Les délais de l’IP [intervention précoce] étant épuisés et nous ne sommes pas actuellement en situation de pouvoir statuer sur la capacité de travail de cet assuré puisque son traitement est en cours d’adaptation, le dossier doit être transmis au SMR pour investigation. Je recommande de demander d’ici quelques semaines un nouveau rapport médical au Dr L.________».
Par communication du 23 février 2009, l’OAI a informé l’assuré qu’aucune mesure de réadaptation d’ordre professionnel n’était actuellement possible en raison de son état de santé. Dès lors, le droit à la rente était examiné.
Dans un rapport médical du 27 octobre 2009 à l’OAI faisant suite à une consultation de l’assuré en date du 23 octobre 2009, le Dr L.________ a rappelé que le tilt-test effectué à fin 2008 en raison de la récidive de syncope, n’avait pas permis de trancher formellement entre la persistance de réaction vasovagale chez un patient très angoissé et des malaises purement psychogènes. Le fait que les symptômes décrits par le patient survenaient essentiellement lors de grandes chaleurs et étaient améliorés par la prise de bêtabloqueur permettait toujours de considérer l’existence d’une origine vaso-vagale favorisée par la cardiomyopathie. A cette période, il n’avait plus représenté de syncope sous un traitement bêtabloqueur et était protégé de la mort subite par un défibrillateur implanté en 2007. Le pronostic restait néanmoins réservé en raison de la nature et de la sévérité de l’atteinte cardiaque dont souffrait l’assuré, ainsi que du risque de complications (insuffisance cardiaque congestive et mort subite). A la question de savoir ce qui se passerait si l’assuré reprenait un emploi, le Dr L.________ a répondu comme suit :
« 1.11 Informations supplémentaires, remarques et propositions (…). Outre le fait que le patient souffre d’une réelle cardiomyopathie capable d’entraîner des syncopes vasovagales telles qu’il le décrit – survenant surtout lors de grosse chaleur, calmée par les bêtabloqueurs – ce patient me semble actuellement surtout limité par une surcharge psychique. La dernière ergométrie de fin 2008 démontrait en effet une capacité fonctionnelle à peine diminuée.

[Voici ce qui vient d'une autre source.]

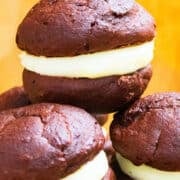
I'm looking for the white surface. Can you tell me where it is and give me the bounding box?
[116,153,180,180]
[20,41,154,78]
[61,151,109,180]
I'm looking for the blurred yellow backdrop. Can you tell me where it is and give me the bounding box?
[0,0,180,94]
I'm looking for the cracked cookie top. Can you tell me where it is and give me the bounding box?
[0,104,104,180]
[16,0,155,57]
[111,93,180,171]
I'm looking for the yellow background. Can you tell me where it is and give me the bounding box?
[0,0,180,94]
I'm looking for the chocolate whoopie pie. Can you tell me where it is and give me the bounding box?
[110,93,180,180]
[16,0,155,114]
[0,87,108,126]
[0,87,30,111]
[0,104,110,180]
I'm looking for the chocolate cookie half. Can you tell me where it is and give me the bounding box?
[111,93,180,180]
[0,104,108,180]
[16,0,155,114]
[0,87,30,111]
[23,66,152,113]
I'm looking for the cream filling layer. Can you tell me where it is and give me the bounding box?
[61,151,109,180]
[116,153,180,180]
[20,41,154,78]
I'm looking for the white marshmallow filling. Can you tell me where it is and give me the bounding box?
[61,151,109,180]
[116,153,180,180]
[20,41,154,78]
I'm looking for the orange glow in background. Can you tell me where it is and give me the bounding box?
[0,0,180,94]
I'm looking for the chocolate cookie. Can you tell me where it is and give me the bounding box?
[0,87,30,111]
[111,93,180,171]
[0,104,104,180]
[16,0,155,57]
[102,168,116,180]
[92,114,108,126]
[23,66,152,113]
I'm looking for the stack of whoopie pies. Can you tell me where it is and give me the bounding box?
[0,0,180,180]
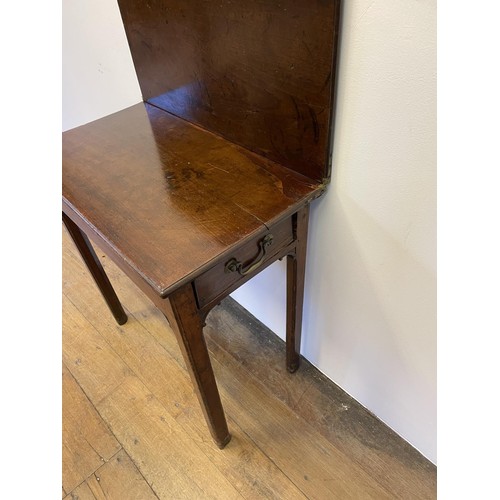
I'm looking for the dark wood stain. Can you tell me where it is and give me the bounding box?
[63,104,321,296]
[63,0,340,447]
[119,0,339,182]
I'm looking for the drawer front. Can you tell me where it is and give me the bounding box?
[194,217,293,309]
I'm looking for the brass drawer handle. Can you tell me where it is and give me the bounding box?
[224,234,273,276]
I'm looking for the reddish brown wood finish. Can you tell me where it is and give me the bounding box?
[63,104,323,297]
[162,283,231,448]
[118,0,340,182]
[63,0,340,448]
[62,212,127,325]
[286,205,309,373]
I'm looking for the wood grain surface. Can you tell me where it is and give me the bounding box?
[118,0,340,182]
[63,231,436,499]
[63,104,323,295]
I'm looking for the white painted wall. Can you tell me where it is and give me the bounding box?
[63,0,436,462]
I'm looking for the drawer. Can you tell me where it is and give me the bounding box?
[194,217,293,309]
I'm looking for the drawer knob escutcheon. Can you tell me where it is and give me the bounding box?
[224,234,273,276]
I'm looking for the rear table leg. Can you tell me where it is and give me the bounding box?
[62,213,127,325]
[286,205,309,373]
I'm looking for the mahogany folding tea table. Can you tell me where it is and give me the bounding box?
[63,0,340,448]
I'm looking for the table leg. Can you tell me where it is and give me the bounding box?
[286,205,309,373]
[161,283,231,448]
[62,212,127,325]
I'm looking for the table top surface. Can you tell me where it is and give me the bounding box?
[63,103,324,296]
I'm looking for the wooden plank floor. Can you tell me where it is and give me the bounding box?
[62,230,436,500]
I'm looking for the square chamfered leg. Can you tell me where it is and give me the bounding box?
[62,212,127,325]
[286,205,309,373]
[157,283,231,448]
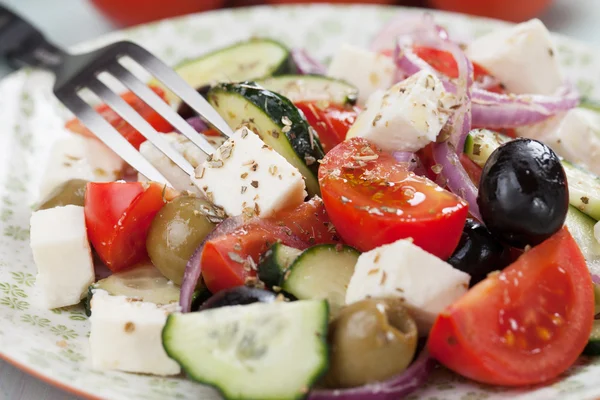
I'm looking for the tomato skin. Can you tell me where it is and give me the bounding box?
[65,86,173,149]
[84,182,165,272]
[427,228,594,386]
[201,197,339,293]
[295,102,360,153]
[319,138,468,259]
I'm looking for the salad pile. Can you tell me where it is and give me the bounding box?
[31,15,600,400]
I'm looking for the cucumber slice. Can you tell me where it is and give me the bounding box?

Monsieur S.________ a en effet été très affecté par le fait de ne plus pouvoir travailler en raison de sa maladie. Il a surtout souffert de crises d’angoisse après que l’on ait dû discuter avec lui du risque de mort subite et l’implantation de défibrillateur. Dès ce moment, il n’a plus osé faire le moindre effort alors qu’il avait jusqu’à présent minimisé ses symptômes. Il reste angoissé et ce d’autant plus qu’il a appris que plusieurs de ses frères et soeurs sont également atteints par la maladie, une de ces soeurs étant même à l’article de la mort.
Sa situation psychologique a encore été aggravée par une impuissance sexuelle liée à l’introduction de bêta-bloqueurs et qui a entrainé un syndrome dépressif. Actuellement, la situation globale semble s’être améliorée. Sous traitement, les syncopes ont disparues et il assume mieux la thérapie de bêta-bloqueur ainsi que ses effets secondaires. Mais il reste encore fragile.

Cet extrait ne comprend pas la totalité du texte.